Sontak mata Mas Wilman langsung mengarah padaku. "Staf desa. Kenapa?"
"Sampean tadi nanya obat sakit gigi, ternyata buat dia, kan? Kenapa hal kayak gitu aja harus nanya sama sampean, sih? Atau jangan-jangan kalian ada hubungan khusus?" Aku benar-benar tak bisa mengendalikan emosi.
"Kamu kalau ngomong yang sopan, ya. Mana mungkin aku pacaran sama staf desa? Sebagai babinsa ya memang seperti itu, harus bisa berbaur dengan masyarakat. Kalau kamu cemburuan, mending nggak usah nikah sama tentara. Sama tukang ojek aja sana," jawab Mas Wilman sewot.
Lagi-lagi hatiku terasa sakit. Rasa iri tiba-tiba mengisi pikiranku. Saat berbicara denganku sebagai istrinya saja seperti sedang berbicara dengan musuh, sedangkan jika dengan wanita lain bisa halus. Benar-benar keterlaluan Mas Wilman.

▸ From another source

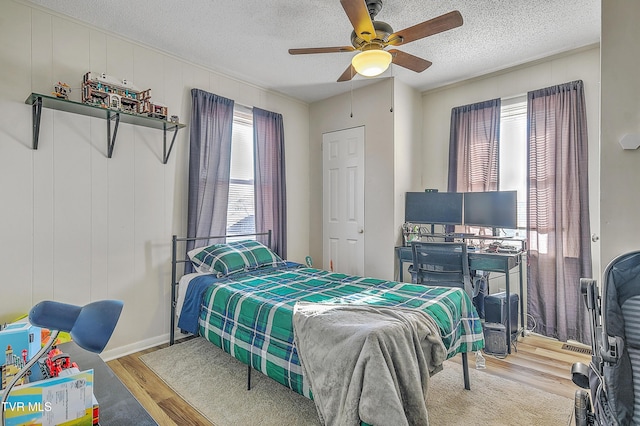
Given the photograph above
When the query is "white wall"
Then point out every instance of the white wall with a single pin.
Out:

"Kamu itu nggak usah cek-cek HP-ku." Ucapan Mas Wilman makin membuatku geram.
Tanpa basa-basi langsung saja kuambil ponselnya dan kubuka ulang balasan pesan Mas Wilman dengan wanita lain. Hatiku makin berdesir perih saat membaca pesan mesranya dari atas sampai bawah.
"Liat, Mas, ini apa? Ternyata kamu ada hubungan spesial dengan Neni. Ternyata SMS dengan Mbak Rita itu belum ada apa-apanya. Diam-diam kamu punya gebetan di desa. Pantesan betah banget di sana," cerocosku sangat emosi.
PLAK!
Lagi-lagi Mas Wilman menampar pipiku. Seketika hujan lebat membasahi wajahku. Hatiku sakit sesakit-sakitnya. Suami yang dulu mencintaiku, kini ada wanita lain di hatinya.
"Kamu tega banget giniin aku, Mas? Salahku apa sama kamu?" tanyaku dengan suara bergetar karena menahan tangis.
"Kamu mau tau salahmu apa? Selama ini kamu cerewet banget, sama aku nggak pernah bicara halus dan selalu marah-marah," jawab Mas Wilman tak kalah emosi.
Badanku terasa lemas tak bertenaga. Tangisku pun seketika meledak. Sungguh, aku lelah menghadapi Mas Wilman yang makin hari makin seenaknya. Aku selama ini juga sering marah karena ulah perbuatannya. Istri mana yang tidak kecewa jika tahu diduakan oleh suaminya? Ya Allah, aku hanya minta dikuatkan bahuku untuk menanggung ujian dari-Mu. Hanya karena anak-anaklah aku bisa bertahan sejauh ini.